それでもまだ割愛してるという生い立ちなのだから、

いったいどれ程物悲しい人生を過ごしてきたのやら。


でもだからこそ、来世を生きて幸せを実感して欲しいと思う。

いや、そういう特典つけるからさ。


しかし一刀両断に断られた。

もう無になって消滅したいと言い出した。

でもごめんよ。

完全に消滅することって滅多にないんだよ、

記憶を消去してからのリサイクルなんだよ。

ごめんね。

謝って説明したら不満げではあったけど、納得してくれた。ふぅ。


では、氏の来世に少なからず否、多大なる幸あらんことを。



  ◇ ◇◇◇◇ ◇



先程の某氏の魂を解析したところ。

ナニコレってくらいの不幸気質が付与されていたことを記しておく。


普通なら正負のバランスは、6:4~4:6となっているところ、負が8割強ってナニさ。しかも【根性(強)】と【忍耐(強)】のスキル持ち。

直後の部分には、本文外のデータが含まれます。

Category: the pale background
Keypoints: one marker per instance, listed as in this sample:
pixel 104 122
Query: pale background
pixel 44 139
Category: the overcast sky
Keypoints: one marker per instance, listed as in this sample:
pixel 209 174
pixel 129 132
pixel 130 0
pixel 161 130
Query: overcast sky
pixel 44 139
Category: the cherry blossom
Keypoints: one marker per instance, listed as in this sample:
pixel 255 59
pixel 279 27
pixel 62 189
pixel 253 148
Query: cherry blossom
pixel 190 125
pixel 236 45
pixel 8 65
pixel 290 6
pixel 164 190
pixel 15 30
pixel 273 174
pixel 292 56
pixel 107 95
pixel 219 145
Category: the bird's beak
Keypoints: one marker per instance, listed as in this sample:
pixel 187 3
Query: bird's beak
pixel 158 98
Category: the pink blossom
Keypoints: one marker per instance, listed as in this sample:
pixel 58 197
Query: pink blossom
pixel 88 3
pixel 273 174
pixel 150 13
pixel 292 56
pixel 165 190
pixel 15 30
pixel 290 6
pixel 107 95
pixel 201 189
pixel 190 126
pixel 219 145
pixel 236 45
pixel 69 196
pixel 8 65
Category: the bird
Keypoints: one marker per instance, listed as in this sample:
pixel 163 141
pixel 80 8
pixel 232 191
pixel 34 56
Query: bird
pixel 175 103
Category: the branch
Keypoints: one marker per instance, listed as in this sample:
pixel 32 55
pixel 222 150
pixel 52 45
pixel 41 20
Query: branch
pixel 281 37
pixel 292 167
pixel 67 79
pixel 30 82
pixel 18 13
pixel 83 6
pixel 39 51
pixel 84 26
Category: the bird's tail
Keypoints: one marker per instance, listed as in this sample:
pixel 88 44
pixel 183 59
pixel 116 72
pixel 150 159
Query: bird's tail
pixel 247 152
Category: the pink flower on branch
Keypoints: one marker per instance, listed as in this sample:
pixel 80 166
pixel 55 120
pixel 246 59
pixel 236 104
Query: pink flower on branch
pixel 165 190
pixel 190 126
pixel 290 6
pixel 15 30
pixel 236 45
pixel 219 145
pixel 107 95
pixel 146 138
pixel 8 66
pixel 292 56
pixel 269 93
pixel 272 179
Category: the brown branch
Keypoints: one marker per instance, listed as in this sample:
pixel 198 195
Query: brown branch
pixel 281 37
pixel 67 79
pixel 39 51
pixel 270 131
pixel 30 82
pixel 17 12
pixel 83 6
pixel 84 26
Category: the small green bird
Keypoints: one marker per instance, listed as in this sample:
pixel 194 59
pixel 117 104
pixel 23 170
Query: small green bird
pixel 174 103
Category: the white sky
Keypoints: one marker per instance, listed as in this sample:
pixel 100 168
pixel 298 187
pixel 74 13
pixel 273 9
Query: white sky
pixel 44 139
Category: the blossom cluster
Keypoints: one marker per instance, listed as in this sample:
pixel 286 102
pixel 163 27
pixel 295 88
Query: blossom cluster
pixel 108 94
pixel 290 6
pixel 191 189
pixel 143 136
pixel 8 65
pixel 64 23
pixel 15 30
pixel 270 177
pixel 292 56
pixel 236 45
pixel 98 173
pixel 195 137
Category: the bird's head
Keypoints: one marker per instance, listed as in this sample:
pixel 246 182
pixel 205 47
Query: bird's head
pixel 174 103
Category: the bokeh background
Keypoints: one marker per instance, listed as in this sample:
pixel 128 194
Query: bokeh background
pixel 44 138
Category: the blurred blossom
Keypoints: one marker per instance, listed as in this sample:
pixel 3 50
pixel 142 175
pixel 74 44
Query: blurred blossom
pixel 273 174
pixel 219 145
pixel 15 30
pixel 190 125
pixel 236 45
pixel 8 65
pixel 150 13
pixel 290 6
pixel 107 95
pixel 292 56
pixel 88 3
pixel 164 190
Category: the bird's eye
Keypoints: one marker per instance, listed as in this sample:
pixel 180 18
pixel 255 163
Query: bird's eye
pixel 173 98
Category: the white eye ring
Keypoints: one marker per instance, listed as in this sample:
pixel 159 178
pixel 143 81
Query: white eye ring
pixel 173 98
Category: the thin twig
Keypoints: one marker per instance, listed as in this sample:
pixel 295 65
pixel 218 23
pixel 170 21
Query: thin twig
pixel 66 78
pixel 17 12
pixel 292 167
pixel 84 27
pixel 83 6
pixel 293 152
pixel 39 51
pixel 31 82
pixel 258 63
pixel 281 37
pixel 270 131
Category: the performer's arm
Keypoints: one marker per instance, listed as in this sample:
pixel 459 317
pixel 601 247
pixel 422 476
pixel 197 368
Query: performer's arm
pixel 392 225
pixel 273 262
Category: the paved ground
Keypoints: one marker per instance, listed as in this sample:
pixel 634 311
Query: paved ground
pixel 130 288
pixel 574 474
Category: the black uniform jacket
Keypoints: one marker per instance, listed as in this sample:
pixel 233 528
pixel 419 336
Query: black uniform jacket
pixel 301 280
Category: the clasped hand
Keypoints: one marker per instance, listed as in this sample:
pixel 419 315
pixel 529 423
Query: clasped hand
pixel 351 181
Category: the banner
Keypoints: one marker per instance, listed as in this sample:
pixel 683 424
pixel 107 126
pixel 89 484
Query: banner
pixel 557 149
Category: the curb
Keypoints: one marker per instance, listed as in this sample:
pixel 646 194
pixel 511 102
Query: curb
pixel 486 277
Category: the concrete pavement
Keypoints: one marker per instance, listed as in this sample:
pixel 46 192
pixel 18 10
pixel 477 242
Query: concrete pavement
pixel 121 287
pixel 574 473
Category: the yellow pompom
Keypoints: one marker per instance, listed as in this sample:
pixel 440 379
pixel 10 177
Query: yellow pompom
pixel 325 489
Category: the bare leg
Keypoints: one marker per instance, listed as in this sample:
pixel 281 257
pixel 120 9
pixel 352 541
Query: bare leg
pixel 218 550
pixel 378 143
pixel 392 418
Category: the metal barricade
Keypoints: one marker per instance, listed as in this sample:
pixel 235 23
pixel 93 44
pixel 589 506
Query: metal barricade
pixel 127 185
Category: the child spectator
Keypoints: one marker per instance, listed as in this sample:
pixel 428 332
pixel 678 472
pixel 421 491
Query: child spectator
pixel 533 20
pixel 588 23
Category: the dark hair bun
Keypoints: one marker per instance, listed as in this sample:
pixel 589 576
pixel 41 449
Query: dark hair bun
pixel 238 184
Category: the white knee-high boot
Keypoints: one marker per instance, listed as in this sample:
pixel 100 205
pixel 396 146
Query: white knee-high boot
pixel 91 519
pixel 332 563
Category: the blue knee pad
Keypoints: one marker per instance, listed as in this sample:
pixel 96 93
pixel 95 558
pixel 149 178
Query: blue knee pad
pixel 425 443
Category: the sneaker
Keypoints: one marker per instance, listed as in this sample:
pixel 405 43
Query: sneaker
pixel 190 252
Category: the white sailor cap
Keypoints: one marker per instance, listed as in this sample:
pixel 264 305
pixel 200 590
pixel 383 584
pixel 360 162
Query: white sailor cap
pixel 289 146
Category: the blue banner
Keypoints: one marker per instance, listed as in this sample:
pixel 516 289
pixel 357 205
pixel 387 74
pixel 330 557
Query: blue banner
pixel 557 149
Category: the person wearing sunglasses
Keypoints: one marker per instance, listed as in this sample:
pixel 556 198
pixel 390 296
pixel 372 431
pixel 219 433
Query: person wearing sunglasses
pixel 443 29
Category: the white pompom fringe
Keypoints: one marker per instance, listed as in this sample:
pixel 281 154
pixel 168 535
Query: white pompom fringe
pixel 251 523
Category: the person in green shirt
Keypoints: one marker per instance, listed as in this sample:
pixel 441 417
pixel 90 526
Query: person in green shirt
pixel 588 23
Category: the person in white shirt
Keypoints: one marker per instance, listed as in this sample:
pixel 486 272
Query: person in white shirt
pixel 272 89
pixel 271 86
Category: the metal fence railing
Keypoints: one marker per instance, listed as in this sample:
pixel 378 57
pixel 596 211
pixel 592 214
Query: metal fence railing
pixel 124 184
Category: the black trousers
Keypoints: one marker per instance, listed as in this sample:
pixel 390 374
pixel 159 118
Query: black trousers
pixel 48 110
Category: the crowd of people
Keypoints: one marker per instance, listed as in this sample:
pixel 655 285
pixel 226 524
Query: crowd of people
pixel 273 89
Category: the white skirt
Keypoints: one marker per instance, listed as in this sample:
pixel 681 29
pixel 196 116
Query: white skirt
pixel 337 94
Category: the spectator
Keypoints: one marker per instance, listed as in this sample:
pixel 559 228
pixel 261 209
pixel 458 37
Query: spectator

これじゃどれだけ死にたいって思ってもブレーキかかっちゃうよ。事故死とか願っちゃうよ。


ほんとごめんね。

今度の人生おまけして8割の幸運気質つけておくから

9割以上にしちゃうと、ガチの愛児か、酸いも甘いも知らないうちに死んじゃうかのどっちかになるから、なかなかできないんだけどね。


はぁ、それにしても今回の転生作業はほんと憂鬱だったわー。